For our third attempt, we carefully extracted the full log for the failed test, put it in a file, and asked the AI to investigate. This time, the AI identified a race condition between different unit tests that read and wrote to the same table in the same database in parallel, corrupting each other's state. This made total sense: it was the actual root cause!
We asked it to fix the issue, and the AI proposed a sophisticated solution with sequential test runs and elaborate state cleanup between them. Sure, it would work, but why not simply write to a different table than you're reading from? The AI immediately embraced this simpler approach and implemented it. Issue fixed, tests pass. But did the AI help or hinder?

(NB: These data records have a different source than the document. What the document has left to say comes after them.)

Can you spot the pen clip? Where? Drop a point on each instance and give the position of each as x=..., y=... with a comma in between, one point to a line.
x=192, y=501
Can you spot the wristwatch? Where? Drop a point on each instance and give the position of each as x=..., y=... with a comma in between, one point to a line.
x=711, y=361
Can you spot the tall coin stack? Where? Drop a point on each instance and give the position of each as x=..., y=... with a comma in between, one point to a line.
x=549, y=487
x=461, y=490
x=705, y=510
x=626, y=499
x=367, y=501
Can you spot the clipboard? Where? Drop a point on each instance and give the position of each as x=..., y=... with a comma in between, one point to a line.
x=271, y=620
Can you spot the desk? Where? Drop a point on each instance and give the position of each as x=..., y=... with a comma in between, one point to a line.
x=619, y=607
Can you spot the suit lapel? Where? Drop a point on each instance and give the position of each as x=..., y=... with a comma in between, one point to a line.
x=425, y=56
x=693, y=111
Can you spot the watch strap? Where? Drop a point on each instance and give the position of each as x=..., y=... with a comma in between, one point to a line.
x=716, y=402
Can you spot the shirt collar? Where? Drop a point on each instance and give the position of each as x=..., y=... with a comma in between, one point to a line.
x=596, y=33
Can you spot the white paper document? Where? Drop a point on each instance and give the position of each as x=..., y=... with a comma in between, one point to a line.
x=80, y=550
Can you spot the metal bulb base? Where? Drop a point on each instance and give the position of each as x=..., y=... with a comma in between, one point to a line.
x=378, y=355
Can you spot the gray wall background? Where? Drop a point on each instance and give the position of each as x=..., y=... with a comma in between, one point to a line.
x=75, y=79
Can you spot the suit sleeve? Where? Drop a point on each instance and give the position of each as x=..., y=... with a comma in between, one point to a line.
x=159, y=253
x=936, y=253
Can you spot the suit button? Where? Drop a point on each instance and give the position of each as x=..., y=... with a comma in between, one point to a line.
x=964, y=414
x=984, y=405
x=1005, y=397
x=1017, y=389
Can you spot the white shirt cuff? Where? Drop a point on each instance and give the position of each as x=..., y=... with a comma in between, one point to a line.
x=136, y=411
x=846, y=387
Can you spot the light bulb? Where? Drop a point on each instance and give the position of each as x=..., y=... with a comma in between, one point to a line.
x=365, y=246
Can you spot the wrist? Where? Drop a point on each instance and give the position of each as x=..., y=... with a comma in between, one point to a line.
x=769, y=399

Why Human Oversight Still Matters in AI-Driven Engineering
This project still required a ton of work even though the AI wrote all the code. We ended up with a much bigger and better framework than the original. The new framework was packaged into a JAR and imported into Katalon as required. With this approach we were able to successfully demonstrate to the client the feasibility of this approach to compare result sets across heterogeneous sources at the required scale. So, we have succeeded where previous attempts had failed, and the client allowed us to proceed to subsequent stages in the project delivery.
But we only achieved a good result because we repeatedly stopped the AI from going astray by reviewing each implementation step and providing guidance.
On the other hand, we completed this new framework in just one week. True, we didn't start from scratch, but there's no way we could have done this in the time we had without an agentic AI swarm helping us design the solution and write the code. Claude estimated that this framework would have taken a senior automation architect up to seven weeks to build without AI. That estimate seems reasonable (not to say optimistic) given the complexity, representing 7x time savings. For reference, the original much smaller framework took us about three months without AI, including design, implementation and validation on a real project.
Agentic AI swarms and Claude Code appear to offer astronomical ROI when used by someone who understands good architecture. Our experience shows that without strong architectural guidance, AI-driven development can quickly go off course: a complex mix of architectural patterns (even languages) that initially works somehow, until it becomes too expensive to maintain and scale, even with AI assistance. This is yet another argument for keeping a suitably qualified human in the loop to reap the full benefits of AI.